Tuesday ~ November 23rd, 2010 at 11:33 am
sardonic_sob
No, there are no exceptions, unless you try to subsidize physical impossibilities (and you will still get increases in *attempts* to violate the laws of nature) or your subsidy is below the marginal cost of whatever it is you are trying to increase (and even on that one you have a chance of getting some people who just can’t do math or think they can game the system.) If you know some valid counterexamples, then I’m just wrong, but I’d like to see them if you have them.
I’ll grant you that sometimes the increase is very small and it’s certainly possible that in many instances the increase is small enough that it’s irrelevant for practical purposes. It may very well be that the net result of this subsidy would be vastly positive for our country. But it will still reward people who are breaking the law and therefore it will increase the chance that people will do it.
Even if I grant you that fine, nobody will break the law who wasn’t going to break it anyway if we do this, how will you console the brave child whose well-meaning but criminal parents get busted four years and eleven months into his American sojourn? For a blog oft concerned with slippery slopes, you don’t seem to mind standing on the edge of this one.
Tuesday ~ November 23rd, 2010 at 11:41 am
sardonic_sob
And re: “More importantly, I would be happy to have more immigration.”

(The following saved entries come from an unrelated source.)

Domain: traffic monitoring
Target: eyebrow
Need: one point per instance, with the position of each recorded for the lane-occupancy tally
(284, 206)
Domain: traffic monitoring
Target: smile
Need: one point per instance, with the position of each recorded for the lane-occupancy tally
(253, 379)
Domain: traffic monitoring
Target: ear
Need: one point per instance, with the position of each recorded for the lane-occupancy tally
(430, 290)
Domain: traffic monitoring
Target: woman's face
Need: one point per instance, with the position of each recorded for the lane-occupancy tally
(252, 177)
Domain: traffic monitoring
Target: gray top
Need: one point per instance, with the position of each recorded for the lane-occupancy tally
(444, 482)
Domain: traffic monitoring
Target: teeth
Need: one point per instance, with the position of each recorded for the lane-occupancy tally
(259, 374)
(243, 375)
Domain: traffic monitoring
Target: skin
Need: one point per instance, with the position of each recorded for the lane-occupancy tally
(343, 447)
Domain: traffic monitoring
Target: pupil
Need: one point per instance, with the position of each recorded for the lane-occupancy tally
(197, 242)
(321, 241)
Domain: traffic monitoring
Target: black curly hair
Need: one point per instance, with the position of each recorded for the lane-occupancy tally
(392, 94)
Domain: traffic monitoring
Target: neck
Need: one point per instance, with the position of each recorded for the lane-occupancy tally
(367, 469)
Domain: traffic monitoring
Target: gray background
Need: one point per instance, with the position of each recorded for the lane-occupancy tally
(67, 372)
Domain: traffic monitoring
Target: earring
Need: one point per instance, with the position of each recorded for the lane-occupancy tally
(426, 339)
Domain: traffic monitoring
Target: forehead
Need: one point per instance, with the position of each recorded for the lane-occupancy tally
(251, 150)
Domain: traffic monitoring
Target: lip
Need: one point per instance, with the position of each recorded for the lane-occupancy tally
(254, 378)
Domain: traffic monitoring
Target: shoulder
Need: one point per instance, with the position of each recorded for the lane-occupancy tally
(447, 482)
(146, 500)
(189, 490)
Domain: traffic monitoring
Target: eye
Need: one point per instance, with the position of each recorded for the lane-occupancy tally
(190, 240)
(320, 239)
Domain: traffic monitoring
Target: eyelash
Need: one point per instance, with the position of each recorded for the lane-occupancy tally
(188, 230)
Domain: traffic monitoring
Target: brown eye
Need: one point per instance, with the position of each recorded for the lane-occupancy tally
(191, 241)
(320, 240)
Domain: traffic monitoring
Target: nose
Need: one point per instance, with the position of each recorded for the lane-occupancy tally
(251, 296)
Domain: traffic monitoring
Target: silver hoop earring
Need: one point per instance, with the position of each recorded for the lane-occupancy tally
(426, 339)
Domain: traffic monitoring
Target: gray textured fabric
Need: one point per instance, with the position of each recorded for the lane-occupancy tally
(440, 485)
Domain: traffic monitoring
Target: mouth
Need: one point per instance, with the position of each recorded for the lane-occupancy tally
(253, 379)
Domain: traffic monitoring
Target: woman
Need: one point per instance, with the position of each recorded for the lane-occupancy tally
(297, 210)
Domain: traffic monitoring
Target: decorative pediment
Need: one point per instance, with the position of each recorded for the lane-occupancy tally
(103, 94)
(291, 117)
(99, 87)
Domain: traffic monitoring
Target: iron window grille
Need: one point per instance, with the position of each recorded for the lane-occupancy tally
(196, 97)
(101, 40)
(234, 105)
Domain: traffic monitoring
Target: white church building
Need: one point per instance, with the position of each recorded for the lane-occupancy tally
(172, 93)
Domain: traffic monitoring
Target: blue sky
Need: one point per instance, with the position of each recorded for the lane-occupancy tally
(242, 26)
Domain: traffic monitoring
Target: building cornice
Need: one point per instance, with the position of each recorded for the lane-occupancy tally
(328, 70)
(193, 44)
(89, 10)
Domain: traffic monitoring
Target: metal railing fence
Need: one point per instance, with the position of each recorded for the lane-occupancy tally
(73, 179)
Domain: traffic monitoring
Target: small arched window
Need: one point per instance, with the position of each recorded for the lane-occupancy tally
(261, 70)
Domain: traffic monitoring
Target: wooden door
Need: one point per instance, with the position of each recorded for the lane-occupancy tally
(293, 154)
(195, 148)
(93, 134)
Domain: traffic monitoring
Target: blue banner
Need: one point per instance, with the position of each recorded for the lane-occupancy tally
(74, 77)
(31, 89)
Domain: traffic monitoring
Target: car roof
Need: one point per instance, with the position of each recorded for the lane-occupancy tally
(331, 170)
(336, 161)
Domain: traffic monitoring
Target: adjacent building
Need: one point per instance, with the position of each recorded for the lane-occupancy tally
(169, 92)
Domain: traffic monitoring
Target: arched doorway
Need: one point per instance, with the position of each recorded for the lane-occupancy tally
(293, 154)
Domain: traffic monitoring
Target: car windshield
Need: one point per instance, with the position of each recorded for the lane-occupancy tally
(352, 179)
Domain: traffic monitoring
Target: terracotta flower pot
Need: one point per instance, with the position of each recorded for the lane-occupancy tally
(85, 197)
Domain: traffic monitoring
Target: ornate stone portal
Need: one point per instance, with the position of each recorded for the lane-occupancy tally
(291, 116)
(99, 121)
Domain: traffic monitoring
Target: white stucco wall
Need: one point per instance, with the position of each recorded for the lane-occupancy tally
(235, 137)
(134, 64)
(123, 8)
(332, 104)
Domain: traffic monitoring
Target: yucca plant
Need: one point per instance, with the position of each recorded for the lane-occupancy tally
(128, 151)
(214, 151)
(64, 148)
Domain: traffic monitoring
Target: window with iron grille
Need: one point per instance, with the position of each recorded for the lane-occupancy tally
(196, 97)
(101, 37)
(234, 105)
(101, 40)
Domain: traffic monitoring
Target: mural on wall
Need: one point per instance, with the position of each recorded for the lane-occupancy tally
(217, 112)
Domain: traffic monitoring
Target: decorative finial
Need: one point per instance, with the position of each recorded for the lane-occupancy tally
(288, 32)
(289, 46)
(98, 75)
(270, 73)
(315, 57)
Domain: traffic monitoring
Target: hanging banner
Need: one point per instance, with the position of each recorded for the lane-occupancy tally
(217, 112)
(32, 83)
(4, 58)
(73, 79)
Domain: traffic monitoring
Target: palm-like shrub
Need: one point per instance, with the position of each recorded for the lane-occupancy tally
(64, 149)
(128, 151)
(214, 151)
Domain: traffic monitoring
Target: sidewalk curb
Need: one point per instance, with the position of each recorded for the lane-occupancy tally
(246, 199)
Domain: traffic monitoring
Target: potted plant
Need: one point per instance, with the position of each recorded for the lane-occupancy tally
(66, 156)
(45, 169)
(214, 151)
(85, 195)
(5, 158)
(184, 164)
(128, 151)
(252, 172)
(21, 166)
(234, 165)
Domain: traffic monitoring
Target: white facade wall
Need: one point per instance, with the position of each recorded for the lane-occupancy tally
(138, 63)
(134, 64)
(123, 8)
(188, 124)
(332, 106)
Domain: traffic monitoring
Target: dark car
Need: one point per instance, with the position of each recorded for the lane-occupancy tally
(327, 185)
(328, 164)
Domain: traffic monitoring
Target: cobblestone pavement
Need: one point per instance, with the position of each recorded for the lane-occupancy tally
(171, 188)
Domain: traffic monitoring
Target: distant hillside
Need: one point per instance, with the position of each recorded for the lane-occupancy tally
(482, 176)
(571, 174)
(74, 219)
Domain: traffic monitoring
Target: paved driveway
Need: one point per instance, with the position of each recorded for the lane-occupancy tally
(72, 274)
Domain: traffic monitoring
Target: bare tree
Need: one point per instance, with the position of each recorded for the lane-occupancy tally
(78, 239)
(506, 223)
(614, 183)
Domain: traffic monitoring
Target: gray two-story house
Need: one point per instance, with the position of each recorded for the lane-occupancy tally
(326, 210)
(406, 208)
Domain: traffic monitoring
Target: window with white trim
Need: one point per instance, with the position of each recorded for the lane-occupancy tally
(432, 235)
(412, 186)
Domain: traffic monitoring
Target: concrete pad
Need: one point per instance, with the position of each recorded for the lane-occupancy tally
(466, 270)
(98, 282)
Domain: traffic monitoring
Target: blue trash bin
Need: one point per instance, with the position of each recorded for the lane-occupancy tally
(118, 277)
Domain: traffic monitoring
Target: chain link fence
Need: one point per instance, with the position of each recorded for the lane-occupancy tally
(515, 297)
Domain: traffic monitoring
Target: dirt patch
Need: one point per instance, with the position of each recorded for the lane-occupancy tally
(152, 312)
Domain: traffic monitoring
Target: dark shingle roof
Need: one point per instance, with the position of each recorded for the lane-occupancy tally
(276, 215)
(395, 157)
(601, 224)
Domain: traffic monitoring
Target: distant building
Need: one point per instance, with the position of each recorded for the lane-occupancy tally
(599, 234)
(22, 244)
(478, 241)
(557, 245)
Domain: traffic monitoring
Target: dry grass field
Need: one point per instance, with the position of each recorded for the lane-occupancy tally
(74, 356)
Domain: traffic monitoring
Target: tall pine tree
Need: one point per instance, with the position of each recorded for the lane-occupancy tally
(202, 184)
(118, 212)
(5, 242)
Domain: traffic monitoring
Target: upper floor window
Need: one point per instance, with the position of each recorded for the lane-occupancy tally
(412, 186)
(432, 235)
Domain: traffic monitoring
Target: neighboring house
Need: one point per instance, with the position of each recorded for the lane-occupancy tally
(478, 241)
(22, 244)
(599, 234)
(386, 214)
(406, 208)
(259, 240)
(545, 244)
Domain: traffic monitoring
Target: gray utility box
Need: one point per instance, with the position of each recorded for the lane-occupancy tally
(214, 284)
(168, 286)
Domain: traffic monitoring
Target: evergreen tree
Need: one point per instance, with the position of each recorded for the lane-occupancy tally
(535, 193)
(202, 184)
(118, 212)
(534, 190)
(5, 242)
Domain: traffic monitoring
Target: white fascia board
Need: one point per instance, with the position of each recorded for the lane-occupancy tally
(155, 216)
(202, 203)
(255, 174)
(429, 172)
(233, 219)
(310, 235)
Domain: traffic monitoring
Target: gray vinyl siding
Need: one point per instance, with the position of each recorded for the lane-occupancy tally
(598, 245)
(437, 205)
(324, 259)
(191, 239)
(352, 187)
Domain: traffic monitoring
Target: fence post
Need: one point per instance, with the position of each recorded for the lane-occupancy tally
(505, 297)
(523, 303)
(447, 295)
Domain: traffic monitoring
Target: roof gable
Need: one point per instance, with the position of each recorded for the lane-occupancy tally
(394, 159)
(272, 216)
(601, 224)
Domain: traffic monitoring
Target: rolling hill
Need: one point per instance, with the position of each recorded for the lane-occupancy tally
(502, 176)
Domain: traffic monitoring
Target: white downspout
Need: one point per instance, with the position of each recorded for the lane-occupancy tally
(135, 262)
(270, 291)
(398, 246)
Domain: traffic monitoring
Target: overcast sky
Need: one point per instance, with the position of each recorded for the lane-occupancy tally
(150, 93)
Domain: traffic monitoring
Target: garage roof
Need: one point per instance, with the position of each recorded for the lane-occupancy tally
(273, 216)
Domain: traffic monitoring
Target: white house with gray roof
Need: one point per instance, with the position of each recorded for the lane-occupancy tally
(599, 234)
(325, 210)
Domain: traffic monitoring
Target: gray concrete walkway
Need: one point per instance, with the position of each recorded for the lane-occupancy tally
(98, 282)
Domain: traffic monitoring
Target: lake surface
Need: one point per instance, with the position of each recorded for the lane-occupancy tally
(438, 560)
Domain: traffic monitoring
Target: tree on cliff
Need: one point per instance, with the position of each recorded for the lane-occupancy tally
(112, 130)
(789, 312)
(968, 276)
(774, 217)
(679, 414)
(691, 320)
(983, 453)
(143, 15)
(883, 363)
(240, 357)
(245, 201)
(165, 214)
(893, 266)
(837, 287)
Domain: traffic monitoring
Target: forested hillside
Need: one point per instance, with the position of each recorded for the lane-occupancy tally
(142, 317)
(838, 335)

So would I, but not under the system we have now. This law does nothing to actually improve the lot of immigrants themselves or to alter the system which allows their large-scale abuse. Encouraging them to illegally migrate by promising distant benefits to their children just provides marketing material to the coyotes and encourages them to try that much harder not to get caught rather than to enter into society as full-fledged members.
In other words, going from, “Sneak in, don’t get caught, and you can probably get a job so long as you work for cash and don’t buck your employer or worry about worker’s rights” to “Sneak in, don’t get caught, and you can probably get a job o long as you work for cash and don’t buck your employer or worry about worker’s rights *and* after five years your kids can get green cards but YOU are still screwed,” is a net gain, I guess, but not the sort of gain that actually helps the problem at hand.
Incidentally, does this law provide any kind of cover for the parents so that when the kids go to apply for their residency the ICE doesn’t just read the address on the application and go there to look for illegal aliens?